Generate gradients, shades, palettes — check contrast, convert between color spaces. All running locally.

About these color tools

This page collects utilities for the color decisions that come up in product design and front-end work — checking whether a foreground passes contrast against a background, generating a full palette from a brand color, converting a value between hex, RGB, HSL, and OKLCH, and finding harmonious accent colors that work alongside a base. They are aimed at designers, developers, and anyone who has had to ship a UI that needs to look right and meet accessibility requirements.

What is on this page

The tools group around four jobs. Accessibility tools answer whether a combination will work — the contrast checker computes the WCAG ratio between two colors and tells you whether it passes AA or AAA for normal and large text, the standard most teams target.
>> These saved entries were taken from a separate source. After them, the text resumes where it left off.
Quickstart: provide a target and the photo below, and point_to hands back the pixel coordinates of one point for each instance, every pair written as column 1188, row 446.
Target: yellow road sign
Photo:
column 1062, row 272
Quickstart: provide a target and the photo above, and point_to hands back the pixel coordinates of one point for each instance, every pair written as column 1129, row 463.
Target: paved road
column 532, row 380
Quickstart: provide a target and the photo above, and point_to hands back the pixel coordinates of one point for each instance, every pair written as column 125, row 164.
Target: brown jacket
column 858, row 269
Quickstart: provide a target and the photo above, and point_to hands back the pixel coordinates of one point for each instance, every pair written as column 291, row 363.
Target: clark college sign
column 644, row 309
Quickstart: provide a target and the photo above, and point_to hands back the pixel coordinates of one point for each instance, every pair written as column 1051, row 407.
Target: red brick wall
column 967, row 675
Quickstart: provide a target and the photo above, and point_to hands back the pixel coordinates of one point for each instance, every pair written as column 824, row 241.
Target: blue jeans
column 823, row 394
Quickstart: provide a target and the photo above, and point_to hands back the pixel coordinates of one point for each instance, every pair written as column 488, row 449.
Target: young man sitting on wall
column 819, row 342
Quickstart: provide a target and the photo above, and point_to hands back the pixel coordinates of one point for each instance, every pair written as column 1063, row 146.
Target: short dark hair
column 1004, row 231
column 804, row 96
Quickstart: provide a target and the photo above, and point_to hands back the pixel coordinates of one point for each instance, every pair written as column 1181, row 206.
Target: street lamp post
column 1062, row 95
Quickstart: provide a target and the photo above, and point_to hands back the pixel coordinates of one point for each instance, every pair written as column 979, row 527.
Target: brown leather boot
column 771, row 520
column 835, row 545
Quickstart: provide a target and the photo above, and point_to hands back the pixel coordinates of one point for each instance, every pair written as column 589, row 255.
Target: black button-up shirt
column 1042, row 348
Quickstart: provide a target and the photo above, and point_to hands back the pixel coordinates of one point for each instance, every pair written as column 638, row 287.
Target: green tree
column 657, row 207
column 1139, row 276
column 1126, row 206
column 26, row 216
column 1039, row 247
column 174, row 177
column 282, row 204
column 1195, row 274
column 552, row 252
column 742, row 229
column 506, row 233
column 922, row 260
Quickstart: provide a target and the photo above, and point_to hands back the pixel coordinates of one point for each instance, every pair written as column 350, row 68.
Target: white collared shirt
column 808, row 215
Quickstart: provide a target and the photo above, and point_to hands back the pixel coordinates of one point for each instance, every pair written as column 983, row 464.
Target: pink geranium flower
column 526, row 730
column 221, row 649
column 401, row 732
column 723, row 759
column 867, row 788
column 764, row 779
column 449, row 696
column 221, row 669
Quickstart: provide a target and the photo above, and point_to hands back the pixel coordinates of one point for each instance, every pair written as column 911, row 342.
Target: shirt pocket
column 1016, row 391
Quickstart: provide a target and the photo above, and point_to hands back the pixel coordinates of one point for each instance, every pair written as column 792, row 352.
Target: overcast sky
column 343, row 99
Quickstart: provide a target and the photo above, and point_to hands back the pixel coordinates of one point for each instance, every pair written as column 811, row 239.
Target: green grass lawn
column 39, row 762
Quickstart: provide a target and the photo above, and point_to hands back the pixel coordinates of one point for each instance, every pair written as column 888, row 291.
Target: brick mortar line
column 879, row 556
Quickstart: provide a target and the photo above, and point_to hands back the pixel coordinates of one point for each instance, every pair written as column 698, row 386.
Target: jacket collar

Conversion tools move a single color between formats — the color converter reads hex, RGB, HSL, HSV, CMYK, and OKLCH, useful when one tool exports in one format and your code expects another. Palette tools produce sets of related colors from a starting input — the color shades generator builds the lighter and darker steps you need for hover states, borders, and surfaces, and the palette generator creates a full multi-color set you can drop into a design system. Harmony tools find colors that pair well with a base — the harmony generator outputs complementary, analogous, triadic, and split-complementary schemes from a single seed.

Which to use when

Use the contrast checker before locking in a text color over a background — it is the fastest way to catch an accessibility failure during design rather than during audit. Use the shades generator when you need a coherent scale for a single brand color (50 through 900, in Tailwind's convention). Use the harmony generator when you have a primary and need an accent or a secondary that does not clash. Use the converter when copying a value out of a design file and into CSS, or when working in OKLCH for perceptual uniformity.

Privacy

All color tools on this page run in your browser. Color values you enter, palettes you generate, and any exports stay on your device — nothing is uploaded, logged, or stored on any server.